This patch optimizes vector extracts where the vector is pointed to by an
address with an offset larger than 16-bits to fold the add into the final
address.
I.e.
#include <altivec.h>
double get (vector double *p, unsigned int h)
{
return vec_extract (p[50000], 1);
}
I have bootstraped this patch on a little endian power8 system and ran make
check with no regressions. Can I check this patch in?
2019-12-10 Michael Meissner <[email protected]>
* config/rs6000/rs6000.c (rs6000_adjust_vec_address): Add support
for the offset being 34-bits when -mcpu=future is used.
Index: gcc/config/rs6000/rs6000.c
===================================================================
--- gcc/config/rs6000/rs6000.c (revision 279199)
+++ gcc/config/rs6000/rs6000.c (working copy)

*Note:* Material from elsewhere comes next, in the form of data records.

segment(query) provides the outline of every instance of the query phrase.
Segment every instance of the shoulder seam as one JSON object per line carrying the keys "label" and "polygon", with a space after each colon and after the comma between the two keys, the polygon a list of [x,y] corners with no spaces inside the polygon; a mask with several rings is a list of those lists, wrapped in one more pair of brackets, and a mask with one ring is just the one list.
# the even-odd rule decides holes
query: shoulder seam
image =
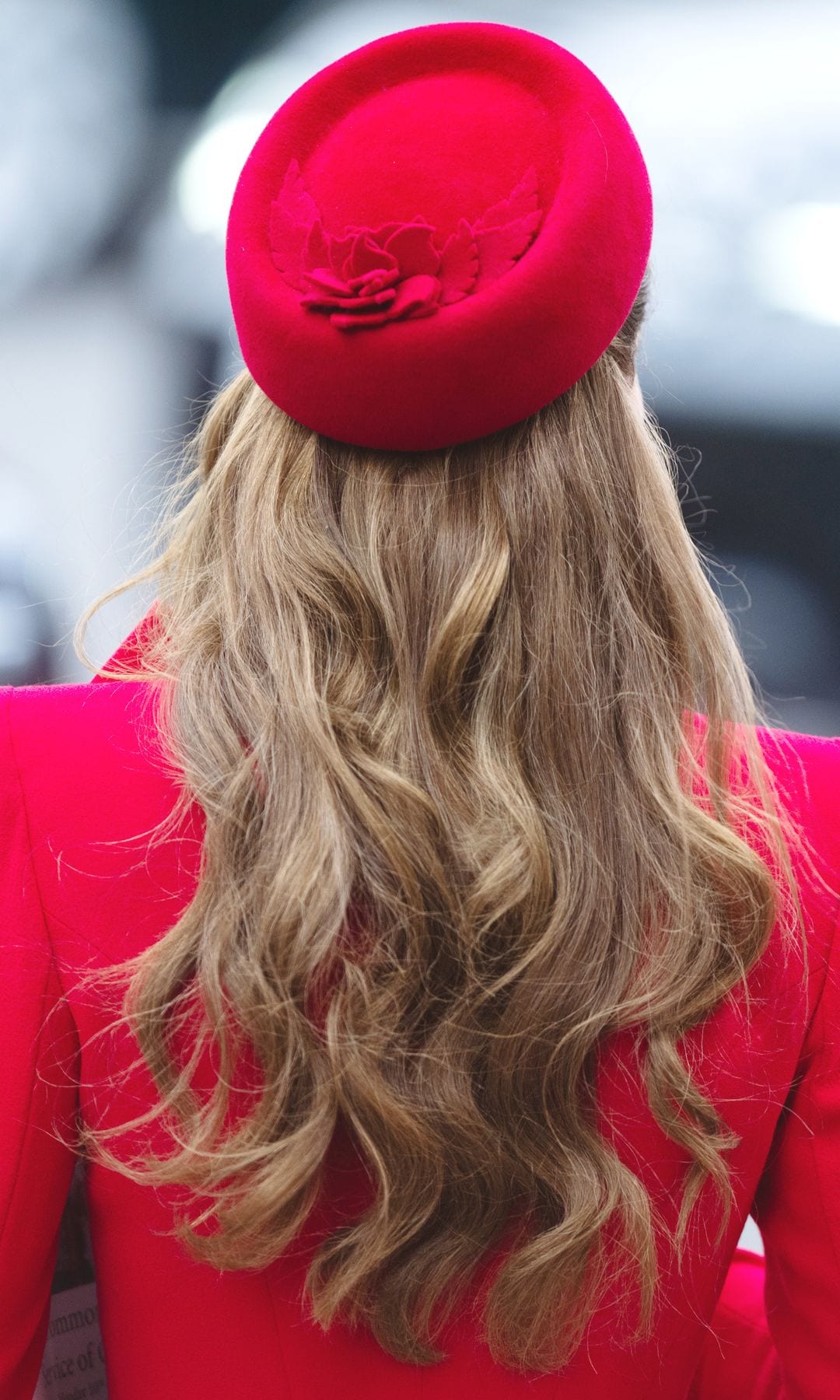
{"label": "shoulder seam", "polygon": [[46,941],[48,941],[48,945],[49,945],[50,960],[52,960],[52,965],[53,965],[53,969],[55,969],[55,973],[56,973],[56,979],[57,979],[59,987],[62,990],[62,995],[67,1001],[67,988],[64,987],[64,981],[62,979],[62,972],[60,972],[60,967],[59,967],[59,959],[56,958],[56,949],[55,949],[55,944],[53,944],[53,938],[52,938],[52,932],[50,932],[50,927],[49,927],[49,920],[46,917],[46,910],[43,907],[43,895],[42,895],[42,890],[41,890],[41,881],[38,878],[38,867],[35,864],[35,857],[32,854],[34,853],[34,846],[32,846],[32,822],[29,819],[29,806],[28,806],[28,802],[27,802],[27,790],[24,787],[24,777],[22,777],[22,773],[21,773],[21,767],[20,767],[17,752],[15,752],[15,746],[14,746],[14,724],[11,721],[13,700],[14,700],[14,686],[8,686],[7,687],[7,697],[6,697],[6,727],[7,727],[7,732],[8,732],[8,756],[11,759],[11,767],[14,770],[14,776],[17,778],[17,788],[18,788],[18,792],[20,792],[20,797],[21,797],[21,811],[24,813],[24,825],[27,827],[27,840],[28,840],[28,847],[29,847],[27,858],[28,858],[29,865],[32,868],[32,881],[35,883],[35,893],[38,895],[38,910],[41,913],[41,923],[43,924],[43,932],[46,934]]}

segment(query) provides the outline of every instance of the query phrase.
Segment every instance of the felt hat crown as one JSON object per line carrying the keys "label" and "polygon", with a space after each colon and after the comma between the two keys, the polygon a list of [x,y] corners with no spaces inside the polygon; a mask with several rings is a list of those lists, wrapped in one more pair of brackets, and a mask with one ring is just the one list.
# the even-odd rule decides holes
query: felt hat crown
{"label": "felt hat crown", "polygon": [[227,276],[245,364],[293,419],[427,451],[529,417],[641,284],[651,188],[595,74],[528,29],[403,29],[280,106],[239,175]]}

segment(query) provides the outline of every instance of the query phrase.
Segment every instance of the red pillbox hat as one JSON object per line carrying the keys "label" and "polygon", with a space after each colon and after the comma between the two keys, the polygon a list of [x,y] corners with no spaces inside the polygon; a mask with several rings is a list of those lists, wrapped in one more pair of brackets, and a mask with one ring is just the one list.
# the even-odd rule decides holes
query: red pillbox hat
{"label": "red pillbox hat", "polygon": [[651,188],[580,59],[504,24],[365,43],[283,104],[239,175],[242,357],[298,423],[426,451],[568,389],[641,284]]}

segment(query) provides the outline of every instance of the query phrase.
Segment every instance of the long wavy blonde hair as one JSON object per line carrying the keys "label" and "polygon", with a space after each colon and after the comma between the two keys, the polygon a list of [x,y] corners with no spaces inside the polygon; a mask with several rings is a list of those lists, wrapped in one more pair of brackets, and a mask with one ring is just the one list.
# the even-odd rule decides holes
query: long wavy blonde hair
{"label": "long wavy blonde hair", "polygon": [[[440,451],[323,438],[241,372],[190,440],[151,563],[76,630],[92,669],[154,685],[172,827],[196,801],[206,819],[176,924],[98,974],[125,979],[160,1091],[132,1126],[165,1123],[172,1151],[123,1159],[105,1145],[122,1130],[92,1124],[83,1149],[209,1198],[211,1233],[206,1205],[174,1231],[196,1259],[262,1267],[342,1124],[374,1198],[321,1243],[305,1295],[323,1327],[342,1310],[407,1362],[442,1359],[434,1309],[442,1326],[515,1219],[483,1313],[501,1365],[574,1352],[613,1224],[648,1333],[658,1214],[596,1128],[595,1057],[637,1030],[652,1114],[690,1158],[676,1247],[707,1179],[720,1240],[738,1138],[679,1040],[746,990],[777,920],[801,924],[750,676],[676,458],[634,403],[645,291],[567,393]],[[90,617],[150,578],[141,669],[95,668]],[[244,1047],[262,1092],[231,1121]]]}

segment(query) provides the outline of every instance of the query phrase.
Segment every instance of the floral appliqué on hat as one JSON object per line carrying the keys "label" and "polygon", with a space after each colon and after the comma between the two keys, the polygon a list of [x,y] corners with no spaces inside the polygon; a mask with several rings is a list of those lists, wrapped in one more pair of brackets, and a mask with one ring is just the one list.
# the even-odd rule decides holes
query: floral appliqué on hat
{"label": "floral appliqu\u00e9 on hat", "polygon": [[507,199],[472,224],[461,218],[442,248],[421,216],[410,224],[349,225],[335,237],[323,228],[293,160],[272,203],[269,242],[283,280],[304,293],[301,307],[329,312],[337,330],[363,330],[431,316],[438,307],[482,291],[511,270],[540,218],[531,165]]}

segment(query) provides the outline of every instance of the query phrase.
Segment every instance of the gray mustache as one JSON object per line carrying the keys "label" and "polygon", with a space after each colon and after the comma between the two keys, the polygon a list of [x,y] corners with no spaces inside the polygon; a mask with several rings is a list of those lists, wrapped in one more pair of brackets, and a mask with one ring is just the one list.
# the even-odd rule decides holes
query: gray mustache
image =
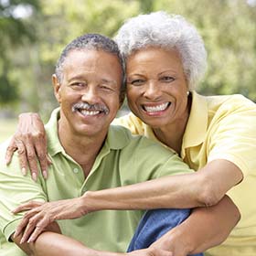
{"label": "gray mustache", "polygon": [[87,111],[100,111],[103,112],[105,114],[108,114],[110,112],[109,108],[107,108],[105,105],[102,104],[89,104],[87,102],[78,102],[72,106],[72,112],[76,112],[78,110],[87,110]]}

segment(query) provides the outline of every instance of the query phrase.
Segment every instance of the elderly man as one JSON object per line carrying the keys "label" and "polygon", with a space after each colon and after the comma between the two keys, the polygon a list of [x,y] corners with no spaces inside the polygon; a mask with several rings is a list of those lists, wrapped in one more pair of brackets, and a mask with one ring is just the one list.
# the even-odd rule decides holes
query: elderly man
{"label": "elderly man", "polygon": [[[125,251],[143,211],[92,212],[48,228],[33,243],[14,236],[24,213],[11,210],[28,200],[76,198],[100,190],[191,170],[172,152],[125,128],[110,126],[123,100],[123,70],[116,44],[89,34],[63,50],[52,77],[59,110],[46,125],[52,165],[48,178],[23,176],[18,158],[0,169],[0,227],[4,255],[120,255]],[[7,143],[1,148],[1,163]],[[73,207],[76,208],[74,199]],[[180,210],[181,221],[187,210]],[[79,215],[85,213],[80,212]],[[59,229],[59,226],[60,229]],[[37,229],[37,228],[36,228]],[[61,231],[60,231],[61,230]],[[16,246],[17,245],[17,246]],[[88,246],[92,249],[88,249]],[[171,255],[147,249],[129,255]],[[127,255],[127,254],[125,254]]]}

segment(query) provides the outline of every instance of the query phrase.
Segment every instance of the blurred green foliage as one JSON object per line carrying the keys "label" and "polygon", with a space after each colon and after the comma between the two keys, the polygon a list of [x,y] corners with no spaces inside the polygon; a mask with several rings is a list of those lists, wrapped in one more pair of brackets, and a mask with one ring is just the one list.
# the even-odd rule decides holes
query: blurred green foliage
{"label": "blurred green foliage", "polygon": [[[184,16],[202,35],[208,69],[199,92],[241,93],[256,101],[256,1],[250,2],[0,0],[2,109],[8,103],[17,112],[36,111],[48,116],[56,106],[51,74],[67,43],[90,32],[113,37],[126,18],[156,10]],[[31,14],[16,17],[20,5],[29,6]]]}

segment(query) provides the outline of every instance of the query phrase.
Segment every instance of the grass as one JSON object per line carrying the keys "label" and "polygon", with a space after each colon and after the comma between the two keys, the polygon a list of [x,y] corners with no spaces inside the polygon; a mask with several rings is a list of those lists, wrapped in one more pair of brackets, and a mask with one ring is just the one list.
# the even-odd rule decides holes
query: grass
{"label": "grass", "polygon": [[0,143],[10,137],[16,131],[17,120],[0,119]]}

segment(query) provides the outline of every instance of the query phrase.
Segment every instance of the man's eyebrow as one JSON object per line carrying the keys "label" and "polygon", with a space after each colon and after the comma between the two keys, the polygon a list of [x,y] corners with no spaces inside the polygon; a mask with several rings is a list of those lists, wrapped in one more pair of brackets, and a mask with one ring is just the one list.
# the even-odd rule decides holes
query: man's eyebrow
{"label": "man's eyebrow", "polygon": [[86,79],[85,76],[83,76],[83,75],[78,75],[78,76],[69,78],[69,79],[68,80],[68,82],[70,82],[70,81],[72,81],[72,80],[84,80],[85,79]]}
{"label": "man's eyebrow", "polygon": [[101,82],[107,83],[107,84],[110,84],[110,85],[114,85],[114,86],[117,85],[117,82],[114,80],[101,79]]}

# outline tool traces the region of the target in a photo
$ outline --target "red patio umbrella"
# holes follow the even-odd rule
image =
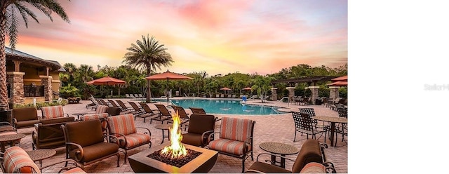
[[[348,76],[343,76],[330,79],[332,81],[348,81]]]
[[[168,80],[187,80],[187,79],[193,79],[193,78],[183,76],[177,73],[170,72],[167,69],[167,72],[164,73],[161,73],[158,74],[154,74],[152,76],[149,76],[145,77],[145,79],[147,80],[167,80],[167,86],[166,87],[166,91],[168,92]],[[150,98],[151,100],[151,98]],[[168,105],[168,96],[167,96],[167,105]]]
[[[95,79],[93,81],[88,81],[86,83],[88,85],[119,85],[119,84],[125,84],[126,81],[119,80],[115,79],[114,77],[110,77],[109,76],[100,78],[98,79]],[[100,90],[100,94],[103,95],[103,91]],[[120,88],[119,88],[119,95],[120,95]]]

@@ -6766,9 +6766,17 @@ rs6000_adjust_vec_address (rtx scalar_re
HOST_WIDE_INT offset = INTVAL (op1) + INTVAL (element_offset);
rtx offset_rtx = GEN_INT (offset);
- if (IN_RANGE (offset, -32768, 32767)
+ /* 16-bit offset. */
+ if (SIGNED_16BIT_OFFSET_P (offset)
&& (scalar_size < 8 || (offset & 0x3) == 0))
new_addr = gen_rtx_PLUS (Pmode, op0, offset_rtx);
+
+ /* 34-bit offset if we have prefixed addresses. */
+ else if (TARGET_PREFIXED_ADDR && SIGNED_34BIT_OFFSET_P (offset))
+ new_addr = gen_rtx_PLUS (Pmode, op0, offset_rtx);
+
+ /* Offset overflowed, move offset to the temporary (which will likely
+ be split), and do X-FORM addressing. */
else
{
emit_move_insn (base_tmp, offset_rtx);
@@ -6799,6 +6807,12 @@ rs6000_adjust_vec_address (rtx scalar_re
emit_insn (insn);
}
+ /* Make sure we don't overwrite the temporary if the element being
+ extracted is variable, and we've put the offset into base_tmp
+ previously. */
+ else if (rtx_equal_p (base_tmp, element_offset))
+ emit_insn (gen_add2_insn (base_tmp, op1));
+
else
{
emit_move_insn (base_tmp, op1);
--
Michael Meissner, IBM
IBM, M/S 2506R, 550 King Street, Littleton, MA 01460-6245, USA
email: [email protected], phone: +1 (978) 899-4797